Robert Anderson has described the morphologic right atrium (systemic atrium) as being characterized by the presence of a triangular appendage with a broad junction and by the recognition of pectinate muscles extending to the atrioventricular junction. The morphologic left atrium is characterized by a tubular narrow-based appendage and lack of pectinate muscle extension to the atrioventricular junction. Because determination of pectinate muscle morphology is beyond the resolution of MRI or CT, atrial identification is performed by recognition of venoatrial connections and morphology of the appendages. If this analysis fails to yield a confident identification of the right and left atrium, then a diagnosis of atrial situs ambiguous is made. Even in the setting of visceral situs ambiguous, reliable identification of atrial situs may be made in more than 80% of the cases.

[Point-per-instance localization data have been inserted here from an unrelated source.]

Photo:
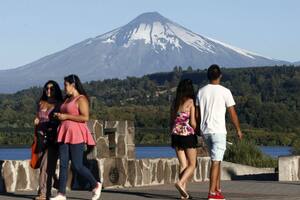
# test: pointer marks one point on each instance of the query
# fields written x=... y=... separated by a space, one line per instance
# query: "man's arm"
x=235 y=120
x=198 y=120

Ventricles are defined by their morphologic features, not by their spatial relationships. The morphologic right ventricle is defined by the following features:
Muscular connection between the free wall and the interventricular septum (moderator band) ( Fig. 63.5A ).

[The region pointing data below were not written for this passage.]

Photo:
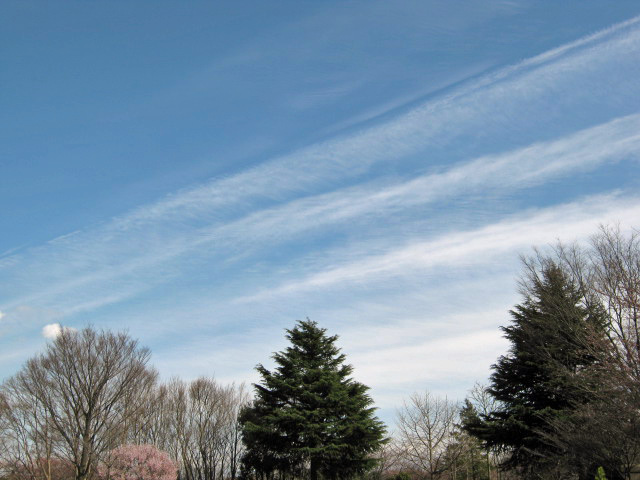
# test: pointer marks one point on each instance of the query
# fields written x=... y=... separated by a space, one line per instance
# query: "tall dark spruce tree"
x=540 y=382
x=309 y=418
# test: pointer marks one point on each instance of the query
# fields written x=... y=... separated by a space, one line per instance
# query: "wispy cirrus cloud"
x=349 y=186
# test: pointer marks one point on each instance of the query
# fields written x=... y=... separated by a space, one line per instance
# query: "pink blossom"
x=138 y=462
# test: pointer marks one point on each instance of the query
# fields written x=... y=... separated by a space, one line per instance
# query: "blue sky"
x=204 y=174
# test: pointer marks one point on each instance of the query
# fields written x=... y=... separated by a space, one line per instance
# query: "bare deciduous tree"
x=77 y=398
x=426 y=425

The septal attachment of the AV valve of the RV (tricuspid valve) is more apically placed relative to that of the LV ( Fig. 63.5B ).

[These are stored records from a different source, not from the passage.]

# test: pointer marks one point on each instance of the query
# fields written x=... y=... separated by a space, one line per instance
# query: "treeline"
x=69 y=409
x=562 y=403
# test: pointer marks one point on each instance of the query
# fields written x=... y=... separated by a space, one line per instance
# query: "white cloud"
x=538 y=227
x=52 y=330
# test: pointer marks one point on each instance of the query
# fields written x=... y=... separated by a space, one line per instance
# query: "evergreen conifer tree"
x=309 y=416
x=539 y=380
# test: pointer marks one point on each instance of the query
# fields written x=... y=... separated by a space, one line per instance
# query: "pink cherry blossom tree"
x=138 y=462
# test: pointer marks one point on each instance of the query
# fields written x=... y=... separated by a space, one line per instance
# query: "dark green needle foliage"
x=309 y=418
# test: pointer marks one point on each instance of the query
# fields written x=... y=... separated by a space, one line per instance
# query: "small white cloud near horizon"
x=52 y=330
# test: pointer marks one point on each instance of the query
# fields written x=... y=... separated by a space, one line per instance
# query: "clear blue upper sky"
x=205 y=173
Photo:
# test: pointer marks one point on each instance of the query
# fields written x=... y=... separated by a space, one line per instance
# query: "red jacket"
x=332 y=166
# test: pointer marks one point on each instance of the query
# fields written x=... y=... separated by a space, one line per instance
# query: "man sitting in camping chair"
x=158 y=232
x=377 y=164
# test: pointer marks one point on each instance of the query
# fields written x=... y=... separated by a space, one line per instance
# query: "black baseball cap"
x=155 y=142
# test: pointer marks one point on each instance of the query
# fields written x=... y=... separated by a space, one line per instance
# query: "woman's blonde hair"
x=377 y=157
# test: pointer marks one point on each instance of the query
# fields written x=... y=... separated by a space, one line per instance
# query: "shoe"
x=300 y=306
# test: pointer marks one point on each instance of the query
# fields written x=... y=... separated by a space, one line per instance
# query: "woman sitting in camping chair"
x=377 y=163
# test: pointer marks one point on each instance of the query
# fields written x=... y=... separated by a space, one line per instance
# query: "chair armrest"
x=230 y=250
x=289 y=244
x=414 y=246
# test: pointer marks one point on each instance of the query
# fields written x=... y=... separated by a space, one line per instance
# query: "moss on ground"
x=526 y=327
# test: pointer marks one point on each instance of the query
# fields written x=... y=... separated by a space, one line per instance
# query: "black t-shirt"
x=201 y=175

Presence of a conus/infundibulum. The infundibulum is identified as a muscular cone of tissue that separates the atrioventricular valve from the semilunar valve on the same side, resulting in lack of fibrous contiguity between the two valves ( Fig. 63.5C ).
The morphologic LV is identified by the following features:
Smooth surface of the interventricular septum without any muscular attachments to the free wall ( Fig. 63.6 ).
The septal attachment of the AV valve of the LV (mitral valve) is more cranially located relative to that of the RV ( Fig. 63.6B ).
Absence of a conus/infundibulum, resulting in fibrous contiguity between the atrioventricular valve and the semilunar valve on that side (see Fig. 63.6 ).
The atrioventricular valves follow the ventricle, rather than the atrium. Thus, the tricuspid valve is related to the morphologic right ventricle, and the mitral valve to the morphologic left ventricle. The tricuspid valve typically has papillary muscle attachments to the right ventricular septal surface (septophilic valve) while the mitral valve is septophobic and only attaches to the free wall of the left ventricle.
Neither the shape of the ventricle nor the degree of trabeculation or hypertrophy is considered a reliable marker for ventricular identification, as they are frequently affected by pressure or volume changes in the ventricle.
The PA gives rise to branches to the lungs and no branches to the body. The aorta gives rise to branches to the body as well as the coronary arteries. A common vessel arising from the ventricles that gives rise to the coronaries and branches to the body as well the lungs is termed a common arterial trunk or truncus, and a segmental relationship is not assigned (labeled X for undetermined). On transverse cross-sectional imaging at the level of the outflow tract, the coronary artery origin is used to identify the aortic annulus. The intercoronary commissure of the aortic valve is pointed toward the right-left commissure of the pulmonary valve and is an important landmark for determining great arterial relationship ( Fig. 63.7 ). In solitus relationship of the great arteries, the aortic valve annulus lies posterior and to the right of the pulmonary valve annulus.